No sólo me ha sido vaticinado mi propio fin. Al parecer me aguarda todavía algo peor: conocer la ruina del Estado, provocada por canallas y oscuros hombres de honor. ¡Qué sombría vejez, qué inexplicable designio de los dioses, que en vida me han proporcionado el don de Apolo! Harían bien en retenerlo, pues a nadie sirve conocer el futuro. Al contrario, nos deja desesperanzados, impotentes, desconsolados, quebrantados.

¿Qué ventaja hubiera sido para Craso, a quien los romanos llamaban dives, el rico, que en riqueza y dicha daba de comer al pueblo en diez mil mesas, saber que en el Eufrates sufriría la más indigna derrota y le sería cercenada la cabeza como a un toro? ¿Hubiera experimentado gozo Pompeyo, al que llamaban Magnus, por su tercer consulado, la victoria sobre Mitrídates y los tres triunfos si le hubiesen vaticinado el desenlace, la derrota de Farsalia y pocos días más tarde su asesinato en la costa de Egipto? Y Cayo Julio César, al que todos llamamos divus, el Divino, ¡qué tormentos hubiera sufrido mi padre de saber que sería apuñalado por sus propios amigos dos días antes de la mayor de sus campañas!

La razón me hace dudar de este repentino don, pero Areo, a quien informé del phainomenon, se refirió a los estoicos, al sagaz Crisipo de Sobos en Cilicia, a Diógenes, el babilonio, a sus discípulos y a Antípater de Tarso, un discípulo de Diógenes, que manifestó al respecto lo siguiente: si hay dioses y no predicen a los hombres el futuro, no aman al hombre o bien ni ellos mismos saben lo que sucederá, creen que al hombre no le incumbe conocer el futuro o piensan que no condice con su dignidad anunciar a los hombres con anticipación lo que habrá de acontecer. Sin embargo, nos aman, son benéficos y tienen buenas intenciones para con el género humano, y saben muy bien acerca de lo que es dispuesto y determinado por ellos mismos. Para nosotros no es indiferente conocer el futuro, pues seríamos más prudentes si supiéramos al respecto. Los dioses de ninguna manera consideran impropio para su dignidad la visión del futuro, pues nada es más bello que la beneficencia. Por lo tanto, no es concebible la existencia de dioses que no anuncien el futuro. Los dioses existen, en consecuencia anuncian el futuro. Y cuando lo hacen, también nos abren caminos al conocimiento, pues de lo contrario anunciarían en vano y cuando abren caminos, no es posible que no haya vaticinio. Por consiguiente, hay una especie de visión del futuro.

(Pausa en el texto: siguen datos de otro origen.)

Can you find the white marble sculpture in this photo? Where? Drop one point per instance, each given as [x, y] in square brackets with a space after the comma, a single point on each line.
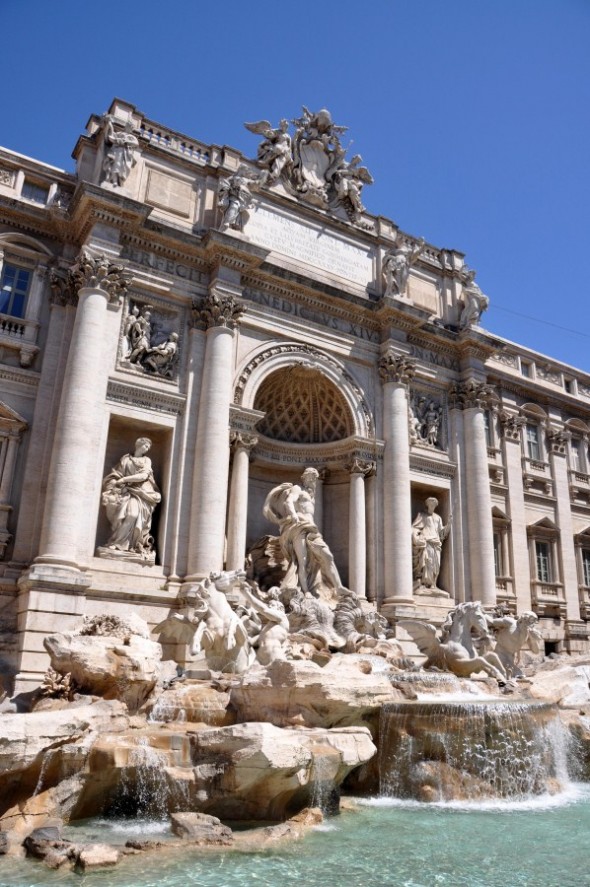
[208, 624]
[312, 163]
[130, 495]
[428, 535]
[274, 152]
[234, 199]
[512, 635]
[474, 301]
[161, 359]
[270, 641]
[311, 565]
[396, 267]
[120, 153]
[452, 654]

Así discurren los estoicos y yo no quiero dudar de su doctrina, puesto que en la stoa poikile recibí profundos conocimientos, por ejemplo, el que sólo el sabio es verdaderamente libre y que a un sabio no lo puede quebrantar nada de este mundo, sólo él está más allá de la dicha y el infortunio, del dolor y del hado exterior.

Esta suerte de pensamientos me sumen siempre en profunda tristeza, no los pensamientos en sí, sino el hecho de que ningún romano jamás predicara enseñanzas similares y que todo cuanto atañe al espíritu provenga de los griegos. Nosotros, los romanos, podremos dominar el orbe, desde el naciente hasta el poniente, pero el espíritu humano siempre estará dominado por los griegos, por ende también el nuestro, y me pregunto: ¿quién es el verdadero soberano del mundo? ¿César Augusto o Zenón de Citión?

Amo al padre de la escuela estoica, aun cuando está en grosera oposición a la doctrina del placer de Epicuro. Perseguir el goce, dice, significa desconocimiento del propio ser. El goce es dolor. El placer nos hace esclavos. El placer siempre busca nuevas necesidades. El placer es insensatez. Aborrezco el placer, aun cuando no estoy libre de él o tal vez por esa razón. Eudaimonia, la vida en armonía con uno mismo, siempre fue mi meta, pero al final debo confesar que sólo me moví en círculo.